Réhabilitation posthume

La France n’a pas su reconnaître de son vivant la valeur de ce grand stratège que fut Galula contrairement aux cercles universitaires américains dans lesquels il a évolué.

Ses travaux, tombés dans les oubliettes de l’histoire, sont restés dans les archives jusqu’en 2003. Avec la guerre en Irak, les Américains doivent faire face à une insurrection qu’ils n’arrivent pas à maîtriser. En 2005, l’US Army redécouvre le livre de Galula sur la contre-insurrection. Il est estimé si intéressant que sa lecture est imposée aux officiers stagiaires du Staff College de Fort Leaven Worth (Kansas). Mieux encore : ses théories sont enseignées dans les écoles militaires américaines et le manuel de doctrine de contre-insurrection destiné aux hommes de l’US Army et des Marines s’inspire fortement ses thèses de Galula.

Le livre est traduit en français et publié en janvier 2008. La préface est signée par le commandant en chef des forces américaines en Irak, le général H. Petraeus en personne. Ce dernier qualifie Galula de “penseur militaire français le plus important du XXe siècle”.

Les Américains voient chez lui une synthèse de l’expérience française en Algérie, qui leur semble assez proche de leur situation actuelle en Irak.

Applicabilité des théories de Galula dans les conflits actuels

Bien que datant de 1964, le livre de Galula demeure un document de référence pour ceux qui étudient la façon de faire face aux différents mouvements subversifs ou révolutionnaires.

Galula reprend des constats faits par l’ensemble des théoriciens de la guerre révolutionnaire : le soutien de la population est l’enjeu principal du conflit, le renseignement est la clé du succès.
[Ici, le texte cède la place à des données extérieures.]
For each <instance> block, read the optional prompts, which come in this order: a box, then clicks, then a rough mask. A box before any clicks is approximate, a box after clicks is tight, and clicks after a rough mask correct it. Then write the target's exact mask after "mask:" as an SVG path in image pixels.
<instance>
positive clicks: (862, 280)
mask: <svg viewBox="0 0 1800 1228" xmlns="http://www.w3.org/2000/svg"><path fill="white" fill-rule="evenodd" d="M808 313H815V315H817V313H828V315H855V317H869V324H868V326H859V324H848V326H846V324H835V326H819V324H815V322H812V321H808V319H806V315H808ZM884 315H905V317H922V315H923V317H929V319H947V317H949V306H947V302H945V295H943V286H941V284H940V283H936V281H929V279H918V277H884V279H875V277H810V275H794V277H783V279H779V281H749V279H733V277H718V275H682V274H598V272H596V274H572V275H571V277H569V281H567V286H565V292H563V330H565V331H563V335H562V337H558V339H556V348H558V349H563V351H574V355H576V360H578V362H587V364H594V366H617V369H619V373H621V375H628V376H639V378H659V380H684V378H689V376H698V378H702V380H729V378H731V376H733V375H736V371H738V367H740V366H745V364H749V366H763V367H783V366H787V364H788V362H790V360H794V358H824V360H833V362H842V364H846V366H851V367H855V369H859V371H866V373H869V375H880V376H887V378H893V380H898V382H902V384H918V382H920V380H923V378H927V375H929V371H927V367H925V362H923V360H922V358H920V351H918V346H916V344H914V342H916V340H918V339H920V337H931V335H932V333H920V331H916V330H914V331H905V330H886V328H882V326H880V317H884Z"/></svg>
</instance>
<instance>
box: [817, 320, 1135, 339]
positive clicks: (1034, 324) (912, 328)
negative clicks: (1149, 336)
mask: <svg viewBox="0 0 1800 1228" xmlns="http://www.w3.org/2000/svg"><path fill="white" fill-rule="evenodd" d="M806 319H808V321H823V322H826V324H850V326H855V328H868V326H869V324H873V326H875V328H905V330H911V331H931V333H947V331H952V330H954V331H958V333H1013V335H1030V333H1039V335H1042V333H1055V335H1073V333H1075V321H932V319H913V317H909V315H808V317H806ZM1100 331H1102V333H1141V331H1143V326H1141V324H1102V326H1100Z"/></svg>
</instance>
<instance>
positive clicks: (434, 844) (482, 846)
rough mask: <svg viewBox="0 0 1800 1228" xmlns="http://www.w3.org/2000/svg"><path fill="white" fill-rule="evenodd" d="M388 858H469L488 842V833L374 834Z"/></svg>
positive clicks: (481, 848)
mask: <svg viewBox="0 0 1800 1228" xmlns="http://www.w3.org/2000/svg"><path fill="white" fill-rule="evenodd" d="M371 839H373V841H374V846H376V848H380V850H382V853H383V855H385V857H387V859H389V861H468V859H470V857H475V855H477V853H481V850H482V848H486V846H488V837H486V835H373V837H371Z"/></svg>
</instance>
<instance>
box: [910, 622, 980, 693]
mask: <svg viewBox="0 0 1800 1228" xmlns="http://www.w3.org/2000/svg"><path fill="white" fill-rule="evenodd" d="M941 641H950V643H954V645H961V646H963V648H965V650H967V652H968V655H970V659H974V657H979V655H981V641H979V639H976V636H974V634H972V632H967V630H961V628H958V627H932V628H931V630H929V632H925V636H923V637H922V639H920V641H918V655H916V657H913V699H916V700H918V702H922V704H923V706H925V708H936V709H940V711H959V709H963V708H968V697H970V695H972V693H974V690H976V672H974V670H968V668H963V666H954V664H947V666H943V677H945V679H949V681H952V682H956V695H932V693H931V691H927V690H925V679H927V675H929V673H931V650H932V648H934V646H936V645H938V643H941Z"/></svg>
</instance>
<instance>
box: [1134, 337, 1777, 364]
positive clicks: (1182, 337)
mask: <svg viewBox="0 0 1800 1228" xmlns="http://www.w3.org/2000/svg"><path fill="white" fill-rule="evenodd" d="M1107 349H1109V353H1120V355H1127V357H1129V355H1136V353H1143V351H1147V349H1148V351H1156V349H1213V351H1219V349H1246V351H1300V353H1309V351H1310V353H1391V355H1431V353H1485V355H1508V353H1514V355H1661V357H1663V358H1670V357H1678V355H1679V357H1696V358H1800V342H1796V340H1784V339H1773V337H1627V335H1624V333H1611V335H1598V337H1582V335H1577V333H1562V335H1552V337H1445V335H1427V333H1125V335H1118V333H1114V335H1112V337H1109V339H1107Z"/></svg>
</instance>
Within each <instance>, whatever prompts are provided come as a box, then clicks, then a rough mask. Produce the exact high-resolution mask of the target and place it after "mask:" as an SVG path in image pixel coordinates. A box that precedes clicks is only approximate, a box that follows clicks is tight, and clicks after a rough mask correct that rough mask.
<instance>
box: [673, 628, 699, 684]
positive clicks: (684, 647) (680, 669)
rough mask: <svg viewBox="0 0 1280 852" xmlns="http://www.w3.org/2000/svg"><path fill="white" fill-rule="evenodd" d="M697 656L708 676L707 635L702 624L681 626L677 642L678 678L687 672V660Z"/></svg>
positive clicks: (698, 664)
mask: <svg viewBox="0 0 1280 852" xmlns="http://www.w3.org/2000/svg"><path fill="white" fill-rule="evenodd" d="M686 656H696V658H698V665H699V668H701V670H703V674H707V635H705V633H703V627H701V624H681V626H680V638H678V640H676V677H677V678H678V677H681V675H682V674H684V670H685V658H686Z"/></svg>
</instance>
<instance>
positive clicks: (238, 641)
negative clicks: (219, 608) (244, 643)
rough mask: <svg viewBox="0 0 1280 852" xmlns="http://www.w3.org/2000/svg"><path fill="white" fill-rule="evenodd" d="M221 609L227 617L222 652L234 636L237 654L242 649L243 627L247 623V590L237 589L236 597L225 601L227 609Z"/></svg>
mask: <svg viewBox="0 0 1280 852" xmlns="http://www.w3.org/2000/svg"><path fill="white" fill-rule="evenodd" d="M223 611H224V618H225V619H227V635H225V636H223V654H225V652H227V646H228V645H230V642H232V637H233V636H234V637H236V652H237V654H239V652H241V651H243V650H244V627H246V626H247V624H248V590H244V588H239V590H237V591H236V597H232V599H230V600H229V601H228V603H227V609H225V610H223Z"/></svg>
Les solutions qu’il propose n’impliquent pas systématiquement l’usage de la force. Galula propose plutôt une sorte d’argumentaire pour convaincre la population qu’elle ne sera pas plus en sécurité ou plus prospère dans le régime que propose l’insurrection.

Il résume la nature de la guerre comme "la construction ou la reconstruction d’un appareil politique au sein de la population." Citant Mao Zedong : "une guerre révolutionnaire est à 80% des actions politiques et à 20% des actions militaires".

Les théories originales de Galula font la démonstration que la victoire de l’insurrection n’est pas une fatalité et que les moyens de la combattre reposent avant tout sur les facteurs d’implication des pouvoirs politiques dans la conduite des opérations de stabilisation et sur la qualité de la coopération interministérielle comme clés de la victoire.

La finesse de certaines observations de Galula, comme la psychologie des insurgés ou les réactions de la population, méritent d’être méditées. Les préceptes qu’il propose, à commencer par l’adaptation de l’appareil législatif aux conditions de l’insurrection, sous-tendent une stabilité politique et une indépendance vis-à-vis de l’opinion comme modalités nécessaires à la réussite des objectifs fixés.

Qu’aurait prôné Galula à propos du conflit qui oppose directement une démocratie comme Israël à l’insurrection palestinienne ou du Hamas ? Au tour de Tsahal aujourd’hui de s’inspirer de ce stratège précurseur.